Yaşamın doğasında huzur ve denge vardır. Zihnimizi susturup sessiz ve sakin bir şekilde dinleyip gözlemlersek o huzuru ve dengeyi çok rahat görebiliriz.
Belli bir farkındalığa ulaşan kişi kendini kızdıran ve an içerisinde ortaya çıkan bu durumun özgürleşmesi gereken duygular olduğunu, kızmadığında bu dersi geçeceğini, bu yüzden aklına gelen kötü sözlerin kendine ait olmadığını, kafasının içinde konuşanın kendisi olmadığını, kendisinin sadece bu sesleri duyan olduğunu bilir. Işte...konuşan şeytanimiz dediğimiz zihnimizdir.
Kafasının içinde konuşanın kendisi olduğunu zannedense yükselen ateşle kavgaya tutuşur ve sonu pişmanlıktır, madde aleminde şeytanın çalışma sistemi böyledir.

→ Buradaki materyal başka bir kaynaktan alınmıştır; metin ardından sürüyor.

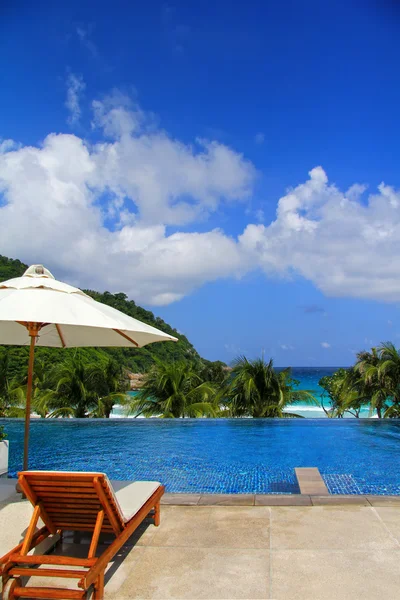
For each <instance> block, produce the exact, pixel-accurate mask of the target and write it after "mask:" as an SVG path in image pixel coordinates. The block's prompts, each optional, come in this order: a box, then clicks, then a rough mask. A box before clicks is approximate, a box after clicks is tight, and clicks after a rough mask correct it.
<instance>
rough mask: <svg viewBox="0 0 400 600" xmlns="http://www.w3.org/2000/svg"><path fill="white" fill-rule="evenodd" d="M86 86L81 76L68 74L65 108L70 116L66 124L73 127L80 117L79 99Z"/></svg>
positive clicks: (80, 114) (79, 105) (78, 120)
mask: <svg viewBox="0 0 400 600" xmlns="http://www.w3.org/2000/svg"><path fill="white" fill-rule="evenodd" d="M85 87H86V85H85V82H84V81H83V78H82V76H80V75H74V74H73V73H70V74H69V75H68V77H67V100H66V101H65V106H66V107H67V109H68V111H69V113H70V115H69V117H68V123H69V124H70V125H75V123H77V122H78V121H79V119H80V117H81V107H80V97H81V94H82V92H83V90H84V89H85Z"/></svg>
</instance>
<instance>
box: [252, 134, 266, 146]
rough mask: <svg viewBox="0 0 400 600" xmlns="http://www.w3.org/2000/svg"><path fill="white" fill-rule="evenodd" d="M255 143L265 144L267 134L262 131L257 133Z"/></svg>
mask: <svg viewBox="0 0 400 600" xmlns="http://www.w3.org/2000/svg"><path fill="white" fill-rule="evenodd" d="M254 141H255V143H256V144H259V145H261V144H263V143H264V142H265V134H264V133H262V132H261V131H260V132H258V133H256V135H255V136H254Z"/></svg>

Oysaki sizi kızdıran eşiniz, sevgiliniz, çocuğunuz veya etkileşimde olduğunuz her hangi birisi sizdeki özgürleşmeniz gereken konuyu açığa çıkarmak için sistem tarafından emrolduğu şekilde hareket etmektedir ve sizi kızdıran sizin şeytanınızdır.

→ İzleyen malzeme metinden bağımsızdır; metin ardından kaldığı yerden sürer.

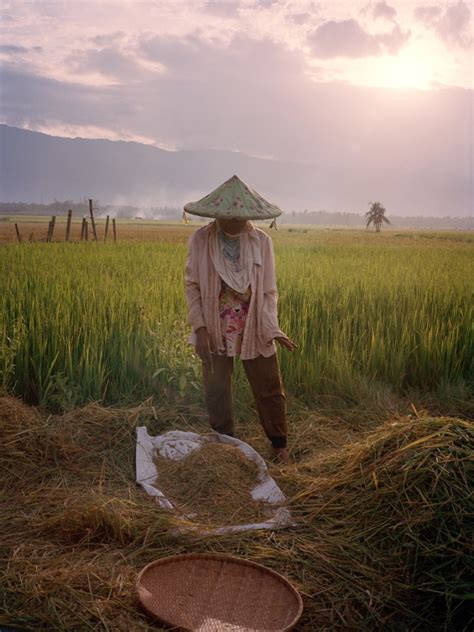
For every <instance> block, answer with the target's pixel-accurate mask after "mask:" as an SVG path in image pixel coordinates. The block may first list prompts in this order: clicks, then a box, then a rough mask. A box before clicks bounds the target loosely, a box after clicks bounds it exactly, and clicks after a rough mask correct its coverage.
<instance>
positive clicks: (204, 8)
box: [202, 0, 240, 18]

Karşı taraf ne yaparsa yapsın ve kim olursa olsun sizi kızdırmak için emrolunmuştur, sebep ne olursa olsun asla kızılmamalıdır. Kızma duygusunu notrlemedikće bu sınavımızı verememiş oluyoruz ve tekrar tekrar aynı şeyleri yaşayacağız. Bunu bize yaşatan Ali hayatimizdan çıkacak olsa Ahmet yine hayatımıza girip yaşatacaktır bize bunları, takiii bu sınavımızı verinceye kadar.
En çok kızdığı, öfkelendiği, yargıladığı, nefret ettiği, hoş göremediği bir durumla karşılaştığında sakın olabilen, dengede kalabilen kişi şeytanıyla barışmış olur ( Namazdaki rüku ve secde hareketi de bunun fiziksel anlatımından başka birşey değildir) ve kendi kendinin efendisidir artık. Işte bu durumda özgürleşmiş, ÖZ olabilmişizdir.